# Heavy 10 bed leveling



## DanGraves (May 9, 2014)

I just got a 1985 heavy 10 in great condition. In shipping screws that hold the bed to the the table broke and had to replace. Now I want to level and the screws that tighten the tail of the bed are snug but not tight. On the tailstock end is a level screw for adjustment. Should the 4 bolts on that end be tightened to the bed  before I adjust or after? Thanks in advance.


----------



## Terrywerm (May 9, 2014)

I am no expert on South Bend lathes, but I believe that you should level your lathe first, then tighten the mounting screws. Recheck for level. Adjust as necessary.


----------



## ScrapMetal (May 10, 2014)

Here's a .pdf of an old flyer from SB (thanks to S. Wells) that covers the procedure for leveling a lathe - http://www.wswells.com/data/howto/H-3.pdf

Hope that helps,

-Ron


----------



## DanGraves (May 10, 2014)

Thank you for the reply.
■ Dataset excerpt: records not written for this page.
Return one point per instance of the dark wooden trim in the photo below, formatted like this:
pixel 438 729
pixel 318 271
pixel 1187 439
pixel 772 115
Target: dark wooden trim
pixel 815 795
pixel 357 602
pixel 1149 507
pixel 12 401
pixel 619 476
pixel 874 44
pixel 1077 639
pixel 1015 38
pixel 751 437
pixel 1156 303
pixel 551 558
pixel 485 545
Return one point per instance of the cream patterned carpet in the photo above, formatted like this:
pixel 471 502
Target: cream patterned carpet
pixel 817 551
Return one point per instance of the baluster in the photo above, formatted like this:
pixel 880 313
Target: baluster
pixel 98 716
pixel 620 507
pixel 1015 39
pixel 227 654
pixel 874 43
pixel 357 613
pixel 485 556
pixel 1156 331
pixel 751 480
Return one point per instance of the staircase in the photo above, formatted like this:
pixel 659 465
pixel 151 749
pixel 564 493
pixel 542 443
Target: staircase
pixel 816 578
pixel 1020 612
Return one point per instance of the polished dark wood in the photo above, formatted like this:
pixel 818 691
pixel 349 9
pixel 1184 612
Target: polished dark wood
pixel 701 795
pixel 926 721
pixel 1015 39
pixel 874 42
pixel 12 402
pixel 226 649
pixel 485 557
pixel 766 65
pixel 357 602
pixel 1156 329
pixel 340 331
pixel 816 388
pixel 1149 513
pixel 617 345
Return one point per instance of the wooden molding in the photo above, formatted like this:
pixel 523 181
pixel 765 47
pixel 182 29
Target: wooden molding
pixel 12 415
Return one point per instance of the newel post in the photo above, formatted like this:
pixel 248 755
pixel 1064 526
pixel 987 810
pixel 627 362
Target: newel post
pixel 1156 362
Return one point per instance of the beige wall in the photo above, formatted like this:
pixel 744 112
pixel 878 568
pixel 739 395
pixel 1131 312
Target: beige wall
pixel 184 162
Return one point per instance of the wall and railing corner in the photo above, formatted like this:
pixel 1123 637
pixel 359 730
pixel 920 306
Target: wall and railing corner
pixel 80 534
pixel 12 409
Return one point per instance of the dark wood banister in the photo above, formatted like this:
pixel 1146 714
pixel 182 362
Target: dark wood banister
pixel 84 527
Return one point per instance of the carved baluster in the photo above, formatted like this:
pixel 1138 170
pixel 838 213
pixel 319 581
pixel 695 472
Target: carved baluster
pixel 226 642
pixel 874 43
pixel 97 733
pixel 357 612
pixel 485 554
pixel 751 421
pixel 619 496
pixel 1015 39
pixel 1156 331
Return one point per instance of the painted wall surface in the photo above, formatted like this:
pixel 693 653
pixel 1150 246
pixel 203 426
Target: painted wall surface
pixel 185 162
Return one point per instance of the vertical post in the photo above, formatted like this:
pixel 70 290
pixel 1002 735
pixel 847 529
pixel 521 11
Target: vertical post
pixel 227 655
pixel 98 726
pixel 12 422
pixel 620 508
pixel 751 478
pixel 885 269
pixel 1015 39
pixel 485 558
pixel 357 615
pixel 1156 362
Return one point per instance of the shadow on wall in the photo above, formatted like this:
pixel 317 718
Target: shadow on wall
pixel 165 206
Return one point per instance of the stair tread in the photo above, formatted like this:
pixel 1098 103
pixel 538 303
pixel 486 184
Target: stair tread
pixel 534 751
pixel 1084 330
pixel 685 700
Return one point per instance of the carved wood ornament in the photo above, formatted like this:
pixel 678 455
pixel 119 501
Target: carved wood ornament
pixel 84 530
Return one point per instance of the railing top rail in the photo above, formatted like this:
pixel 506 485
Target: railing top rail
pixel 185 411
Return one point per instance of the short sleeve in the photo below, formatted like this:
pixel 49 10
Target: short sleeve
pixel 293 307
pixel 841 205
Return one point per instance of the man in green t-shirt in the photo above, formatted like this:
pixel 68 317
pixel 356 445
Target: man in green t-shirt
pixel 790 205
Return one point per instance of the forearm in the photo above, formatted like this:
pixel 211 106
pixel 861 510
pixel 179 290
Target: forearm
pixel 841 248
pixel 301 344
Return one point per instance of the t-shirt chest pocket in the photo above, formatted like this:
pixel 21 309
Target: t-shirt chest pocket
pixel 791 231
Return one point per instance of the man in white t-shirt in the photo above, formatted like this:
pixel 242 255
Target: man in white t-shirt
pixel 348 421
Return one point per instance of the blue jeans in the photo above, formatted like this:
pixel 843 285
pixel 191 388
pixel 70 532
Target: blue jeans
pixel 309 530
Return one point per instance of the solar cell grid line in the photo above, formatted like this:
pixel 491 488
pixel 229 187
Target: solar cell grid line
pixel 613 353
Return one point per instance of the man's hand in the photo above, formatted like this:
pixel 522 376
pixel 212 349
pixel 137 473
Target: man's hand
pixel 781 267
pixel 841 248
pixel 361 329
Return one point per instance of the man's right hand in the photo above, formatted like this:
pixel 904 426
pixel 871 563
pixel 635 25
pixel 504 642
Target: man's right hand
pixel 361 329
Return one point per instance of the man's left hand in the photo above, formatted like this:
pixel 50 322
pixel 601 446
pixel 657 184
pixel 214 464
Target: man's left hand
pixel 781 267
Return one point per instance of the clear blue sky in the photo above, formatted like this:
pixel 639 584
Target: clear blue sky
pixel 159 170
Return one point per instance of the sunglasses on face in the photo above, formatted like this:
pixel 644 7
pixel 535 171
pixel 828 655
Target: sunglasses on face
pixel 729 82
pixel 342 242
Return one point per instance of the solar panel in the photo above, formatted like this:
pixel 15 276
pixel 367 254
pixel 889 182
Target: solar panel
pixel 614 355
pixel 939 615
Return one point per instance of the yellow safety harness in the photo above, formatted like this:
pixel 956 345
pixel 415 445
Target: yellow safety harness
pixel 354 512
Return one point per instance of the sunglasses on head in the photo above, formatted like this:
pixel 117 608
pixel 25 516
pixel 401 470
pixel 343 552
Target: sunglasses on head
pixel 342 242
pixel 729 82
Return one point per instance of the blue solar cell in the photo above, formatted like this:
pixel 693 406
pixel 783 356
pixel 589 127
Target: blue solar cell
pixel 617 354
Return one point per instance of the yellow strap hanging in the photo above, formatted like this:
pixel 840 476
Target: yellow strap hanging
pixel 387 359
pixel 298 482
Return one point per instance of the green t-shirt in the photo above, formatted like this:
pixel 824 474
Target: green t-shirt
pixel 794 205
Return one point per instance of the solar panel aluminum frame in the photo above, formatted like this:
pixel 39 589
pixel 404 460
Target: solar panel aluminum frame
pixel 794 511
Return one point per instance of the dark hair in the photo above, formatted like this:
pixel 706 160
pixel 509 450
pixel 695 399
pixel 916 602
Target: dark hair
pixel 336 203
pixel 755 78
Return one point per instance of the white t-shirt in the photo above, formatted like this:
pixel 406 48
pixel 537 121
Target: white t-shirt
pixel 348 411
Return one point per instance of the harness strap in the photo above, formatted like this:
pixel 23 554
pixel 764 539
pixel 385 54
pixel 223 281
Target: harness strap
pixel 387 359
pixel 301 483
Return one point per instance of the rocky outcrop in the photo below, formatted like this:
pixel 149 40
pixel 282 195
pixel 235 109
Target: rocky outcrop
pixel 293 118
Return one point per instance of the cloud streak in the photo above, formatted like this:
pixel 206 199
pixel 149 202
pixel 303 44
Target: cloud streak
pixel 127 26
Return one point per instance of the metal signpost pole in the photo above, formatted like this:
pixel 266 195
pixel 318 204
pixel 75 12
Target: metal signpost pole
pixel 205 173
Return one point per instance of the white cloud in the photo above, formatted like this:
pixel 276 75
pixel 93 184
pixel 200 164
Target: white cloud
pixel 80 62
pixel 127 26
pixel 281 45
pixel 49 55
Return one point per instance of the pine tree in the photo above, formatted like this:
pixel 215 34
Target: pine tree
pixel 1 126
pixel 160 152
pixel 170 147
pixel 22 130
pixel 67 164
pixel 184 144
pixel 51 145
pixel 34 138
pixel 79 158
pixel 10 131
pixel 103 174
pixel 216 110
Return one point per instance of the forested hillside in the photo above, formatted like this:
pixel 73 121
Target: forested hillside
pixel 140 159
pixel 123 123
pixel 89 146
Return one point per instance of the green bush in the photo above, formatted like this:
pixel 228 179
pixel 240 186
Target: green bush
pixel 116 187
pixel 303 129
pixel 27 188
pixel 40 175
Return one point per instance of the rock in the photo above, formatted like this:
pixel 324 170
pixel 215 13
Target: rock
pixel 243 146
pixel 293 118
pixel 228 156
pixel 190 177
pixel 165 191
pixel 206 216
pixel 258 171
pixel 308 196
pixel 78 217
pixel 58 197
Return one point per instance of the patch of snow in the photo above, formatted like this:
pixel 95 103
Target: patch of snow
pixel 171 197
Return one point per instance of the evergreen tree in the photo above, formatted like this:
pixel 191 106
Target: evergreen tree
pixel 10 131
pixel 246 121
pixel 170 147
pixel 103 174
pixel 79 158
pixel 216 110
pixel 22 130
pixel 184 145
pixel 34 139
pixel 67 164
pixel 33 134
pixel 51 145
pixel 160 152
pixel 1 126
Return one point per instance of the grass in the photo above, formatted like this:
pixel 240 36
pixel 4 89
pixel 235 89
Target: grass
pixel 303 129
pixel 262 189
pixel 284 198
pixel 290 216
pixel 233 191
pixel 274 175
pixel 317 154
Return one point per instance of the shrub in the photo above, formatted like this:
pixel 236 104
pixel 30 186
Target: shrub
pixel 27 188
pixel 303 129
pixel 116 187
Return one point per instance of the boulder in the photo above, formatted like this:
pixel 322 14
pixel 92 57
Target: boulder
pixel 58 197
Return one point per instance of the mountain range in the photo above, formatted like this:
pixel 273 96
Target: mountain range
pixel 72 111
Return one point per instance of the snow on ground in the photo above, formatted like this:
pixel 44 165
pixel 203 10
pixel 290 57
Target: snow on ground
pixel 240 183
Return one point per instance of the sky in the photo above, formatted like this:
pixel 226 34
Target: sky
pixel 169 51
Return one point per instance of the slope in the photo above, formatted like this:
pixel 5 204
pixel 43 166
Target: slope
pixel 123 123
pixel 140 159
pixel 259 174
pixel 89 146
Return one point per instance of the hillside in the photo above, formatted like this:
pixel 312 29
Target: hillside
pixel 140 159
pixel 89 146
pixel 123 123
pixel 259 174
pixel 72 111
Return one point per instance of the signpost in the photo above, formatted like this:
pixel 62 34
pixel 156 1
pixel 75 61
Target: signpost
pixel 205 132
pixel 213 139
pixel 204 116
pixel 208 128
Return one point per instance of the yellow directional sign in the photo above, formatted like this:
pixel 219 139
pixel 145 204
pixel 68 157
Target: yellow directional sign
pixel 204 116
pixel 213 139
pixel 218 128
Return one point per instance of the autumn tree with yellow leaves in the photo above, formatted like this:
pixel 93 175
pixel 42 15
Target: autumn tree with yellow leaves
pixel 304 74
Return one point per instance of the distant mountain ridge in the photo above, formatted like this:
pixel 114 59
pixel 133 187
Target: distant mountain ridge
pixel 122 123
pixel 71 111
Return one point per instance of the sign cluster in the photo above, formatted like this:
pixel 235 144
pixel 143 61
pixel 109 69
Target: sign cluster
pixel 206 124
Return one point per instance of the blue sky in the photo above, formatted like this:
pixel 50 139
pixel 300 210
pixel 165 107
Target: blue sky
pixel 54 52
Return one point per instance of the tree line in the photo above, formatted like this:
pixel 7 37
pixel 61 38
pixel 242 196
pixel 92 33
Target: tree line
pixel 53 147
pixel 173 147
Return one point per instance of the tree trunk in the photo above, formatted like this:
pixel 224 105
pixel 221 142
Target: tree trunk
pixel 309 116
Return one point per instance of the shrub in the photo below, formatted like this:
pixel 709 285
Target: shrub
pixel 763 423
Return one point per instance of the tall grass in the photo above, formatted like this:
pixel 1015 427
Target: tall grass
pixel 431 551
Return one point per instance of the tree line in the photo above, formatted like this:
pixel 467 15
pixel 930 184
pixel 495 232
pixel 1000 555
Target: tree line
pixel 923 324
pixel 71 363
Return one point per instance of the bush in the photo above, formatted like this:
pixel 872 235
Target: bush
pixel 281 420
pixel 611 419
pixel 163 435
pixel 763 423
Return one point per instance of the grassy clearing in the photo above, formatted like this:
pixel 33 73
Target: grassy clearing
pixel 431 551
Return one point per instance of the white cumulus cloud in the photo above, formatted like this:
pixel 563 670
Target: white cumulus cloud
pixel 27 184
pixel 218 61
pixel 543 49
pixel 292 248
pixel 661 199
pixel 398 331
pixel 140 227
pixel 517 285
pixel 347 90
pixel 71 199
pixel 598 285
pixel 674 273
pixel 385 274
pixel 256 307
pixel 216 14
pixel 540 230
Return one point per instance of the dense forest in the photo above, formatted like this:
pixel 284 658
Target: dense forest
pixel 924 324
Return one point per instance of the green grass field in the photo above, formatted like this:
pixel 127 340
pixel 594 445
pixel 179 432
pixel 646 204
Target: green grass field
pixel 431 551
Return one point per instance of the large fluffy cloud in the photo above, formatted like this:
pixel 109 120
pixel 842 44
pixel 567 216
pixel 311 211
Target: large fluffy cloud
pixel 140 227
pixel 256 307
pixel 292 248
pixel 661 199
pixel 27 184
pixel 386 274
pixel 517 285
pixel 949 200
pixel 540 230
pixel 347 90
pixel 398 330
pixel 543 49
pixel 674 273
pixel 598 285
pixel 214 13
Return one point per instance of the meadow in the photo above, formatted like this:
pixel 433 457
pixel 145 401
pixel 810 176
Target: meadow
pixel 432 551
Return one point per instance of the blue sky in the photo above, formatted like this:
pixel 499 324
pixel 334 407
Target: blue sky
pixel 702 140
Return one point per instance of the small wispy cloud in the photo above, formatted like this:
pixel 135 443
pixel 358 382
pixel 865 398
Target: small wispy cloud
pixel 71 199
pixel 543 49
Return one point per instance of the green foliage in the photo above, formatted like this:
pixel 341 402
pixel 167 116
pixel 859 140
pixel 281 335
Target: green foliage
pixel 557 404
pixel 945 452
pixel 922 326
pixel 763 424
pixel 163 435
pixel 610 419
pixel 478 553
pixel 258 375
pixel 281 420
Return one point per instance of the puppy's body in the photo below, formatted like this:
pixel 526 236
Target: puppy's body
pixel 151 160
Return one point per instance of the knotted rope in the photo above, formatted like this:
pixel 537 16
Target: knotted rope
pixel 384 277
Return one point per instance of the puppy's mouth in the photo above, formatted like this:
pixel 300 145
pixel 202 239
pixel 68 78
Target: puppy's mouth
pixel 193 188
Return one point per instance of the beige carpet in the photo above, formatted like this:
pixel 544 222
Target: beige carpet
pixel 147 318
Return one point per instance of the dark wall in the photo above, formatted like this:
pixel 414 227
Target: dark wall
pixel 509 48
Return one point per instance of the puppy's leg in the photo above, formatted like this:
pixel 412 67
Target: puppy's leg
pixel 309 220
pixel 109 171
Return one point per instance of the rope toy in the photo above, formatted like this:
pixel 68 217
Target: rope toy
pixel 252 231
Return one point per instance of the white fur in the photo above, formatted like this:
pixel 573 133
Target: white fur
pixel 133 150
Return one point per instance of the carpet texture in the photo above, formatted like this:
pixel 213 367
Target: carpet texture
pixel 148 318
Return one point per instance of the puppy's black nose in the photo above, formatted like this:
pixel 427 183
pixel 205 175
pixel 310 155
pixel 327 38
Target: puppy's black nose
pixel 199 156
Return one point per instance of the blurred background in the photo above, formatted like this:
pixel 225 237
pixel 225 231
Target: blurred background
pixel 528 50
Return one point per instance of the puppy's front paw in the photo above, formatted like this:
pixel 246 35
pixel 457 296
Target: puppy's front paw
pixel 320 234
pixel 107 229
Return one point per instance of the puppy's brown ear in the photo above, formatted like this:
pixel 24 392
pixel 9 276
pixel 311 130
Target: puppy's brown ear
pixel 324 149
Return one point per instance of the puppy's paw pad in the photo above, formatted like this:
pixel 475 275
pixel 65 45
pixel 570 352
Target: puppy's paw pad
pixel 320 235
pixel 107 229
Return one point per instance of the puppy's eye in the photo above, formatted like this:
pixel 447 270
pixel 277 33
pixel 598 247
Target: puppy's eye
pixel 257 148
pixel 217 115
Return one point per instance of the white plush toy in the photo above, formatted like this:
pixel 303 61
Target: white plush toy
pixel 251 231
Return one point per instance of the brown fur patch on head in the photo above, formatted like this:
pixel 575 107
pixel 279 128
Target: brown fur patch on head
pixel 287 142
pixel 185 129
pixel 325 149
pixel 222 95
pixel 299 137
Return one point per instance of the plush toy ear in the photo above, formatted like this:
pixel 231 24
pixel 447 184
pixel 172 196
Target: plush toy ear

I have the PDF document and it does not say to tighten before or after.


----------



## Splat (May 15, 2014)

To me it would seem you should tighten down the screws securing the bed feet to the chip pan, then use the leveling screw to level the bed.


----------



## Earl (May 15, 2014)

On my 10L,  I make sure that the level adjuster screws are loose (front and back)  then I insure that the bed is securely bolted to the cabinet chip pan.  I get the lathe as close to level as i can with shims under the feet and then take the twist out of the bed with the level adjustment screws an my starrett machinist level.  You need two allen wrenches so you can adjust both at the same time.  They need to be tightened together.  You will go back and forth several times before you get it perfect.  After leveling, check by doing the "two collar" test that southbend recommends.
Earl


----------



## DanGraves (May 16, 2014)

Earl, thanks for the straight forward instructions. I have a starret machinist level and will follow your instructions to the letter. Thanks so much for the help.


----------



## Splat (May 16, 2014)

Before doing the 2 collar test I would check headstock alignment with the bed. I've attached a great writeup on the whole shebang. You won't have all the bolts that the lathe in the writeup has but the tests are still the same.
View attachment Lathe_Leveling_and_2-collar_test.pdf


----------



## DanGraves (May 16, 2014)

Thanks SPLAT, will do.


----------



## 1mondo (May 20, 2016)

ScrapMetal said:


> Here's a .pdf of an old flyer from SB (thanks to S. Wells) that covers the procedure for leveling a lathe - http://www.wswells.com/data/howto/H-3.pdf
> 
> Hope that helps,
> 
> -Ron


Hey Ron I looked at and read the 3-pdf and right there on page 19 is the info concerning the leveling screws!! Amazing how everything is available on the web. Thanks loads the info will definitly help me out!! Then I printed the article and it will go in my lathe file. Sure would have been nice of South Bend to have printed a user guide for each type of and year of lathe instead of the "how to use a lathe" book.
Thanks again
Ray


----------